Put the routes together and the ceiling is clear. There is no song-search index, a membership-inference signal says only that a model behaves as if it saw your track, and neither proves a specific commercial system trained on your music, nor removes you from one that already did. Treat any test result as a lead, not a verdict, because a positive is not proof and a negative is not a clearance. Use the uncertainty to triage: build the best-supported suspicion you can from any image surfaces that are searchable, then spend your energy where it pays off, on opting out going forward so a future scrape has less to take, and on keeping your cleanest masters and stems off the open web so the easiest training target is never the one you publish. None of this settles the past, but it strengthens your position from the moment you act. The step-by-step version is did they train on my music: how to check and opt out; for the wider picture, do AI poisoning tools actually work.

Sources

Shokri, Stronati, Song, Shmatikov (2017). Membership Inference Attacks against Machine Learning Models. IEEE S&P 2017.
Mukherjee, Xu, Trivedi, Patowary, Lavista Ferres (2021). PrivGAN: Protecting GANs from Membership Inference Attacks at Low Cost. PoPETs 2021.

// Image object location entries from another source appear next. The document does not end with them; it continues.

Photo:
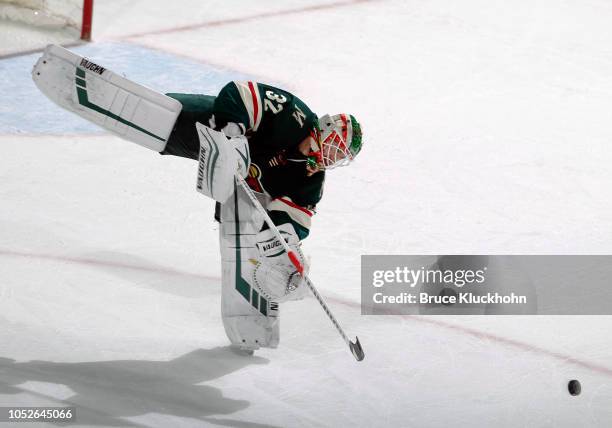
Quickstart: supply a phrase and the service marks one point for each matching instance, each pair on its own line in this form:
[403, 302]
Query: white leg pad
[251, 321]
[125, 108]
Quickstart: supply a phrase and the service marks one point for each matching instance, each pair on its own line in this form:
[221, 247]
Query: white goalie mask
[340, 139]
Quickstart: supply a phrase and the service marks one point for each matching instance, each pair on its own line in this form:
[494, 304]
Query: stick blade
[356, 349]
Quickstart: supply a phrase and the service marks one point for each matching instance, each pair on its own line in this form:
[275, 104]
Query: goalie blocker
[137, 114]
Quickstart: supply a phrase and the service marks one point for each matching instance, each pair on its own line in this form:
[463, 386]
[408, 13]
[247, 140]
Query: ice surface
[488, 128]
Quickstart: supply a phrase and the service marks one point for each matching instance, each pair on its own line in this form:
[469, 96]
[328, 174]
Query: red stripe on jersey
[296, 206]
[255, 109]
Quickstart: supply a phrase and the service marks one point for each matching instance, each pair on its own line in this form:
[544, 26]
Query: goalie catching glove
[274, 274]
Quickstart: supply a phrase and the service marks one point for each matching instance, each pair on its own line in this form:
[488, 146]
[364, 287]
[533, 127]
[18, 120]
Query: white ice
[488, 128]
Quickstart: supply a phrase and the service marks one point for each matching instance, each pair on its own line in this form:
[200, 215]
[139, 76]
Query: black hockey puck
[574, 387]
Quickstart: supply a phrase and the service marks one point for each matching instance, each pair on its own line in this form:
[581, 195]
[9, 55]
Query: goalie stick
[355, 347]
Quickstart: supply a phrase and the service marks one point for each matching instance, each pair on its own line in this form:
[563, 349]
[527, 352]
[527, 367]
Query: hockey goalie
[262, 133]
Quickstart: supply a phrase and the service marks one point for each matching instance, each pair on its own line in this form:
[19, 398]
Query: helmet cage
[336, 131]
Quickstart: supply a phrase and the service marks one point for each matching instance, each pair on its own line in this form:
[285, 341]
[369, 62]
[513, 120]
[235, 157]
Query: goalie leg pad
[220, 158]
[250, 320]
[125, 108]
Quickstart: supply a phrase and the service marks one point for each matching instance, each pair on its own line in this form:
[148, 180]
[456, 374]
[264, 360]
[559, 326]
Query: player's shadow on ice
[106, 392]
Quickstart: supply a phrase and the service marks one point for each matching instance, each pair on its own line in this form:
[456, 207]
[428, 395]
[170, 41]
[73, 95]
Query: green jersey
[275, 122]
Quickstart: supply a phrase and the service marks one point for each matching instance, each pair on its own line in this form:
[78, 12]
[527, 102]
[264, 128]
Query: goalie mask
[340, 140]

Zhang, Das, Kamath, Tramèr (2025). Membership Inference Attacks Cannot Prove that a Model Was Trained On Your Data. IEEE SaTML 2025.
Carlini, Tramèr, Wallace, Jagielski, Herbert-Voss, Lee, Roberts, Brown, Song, Erlingsson, Oprea, Raffel (2021). Extracting Training Data from Large Language Models. USENIX Security 2021.
Meerza, Sun, Liu (2025). HarmonyCloak: Making Music Unlearnable for Generative AI. IEEE S&P 2025.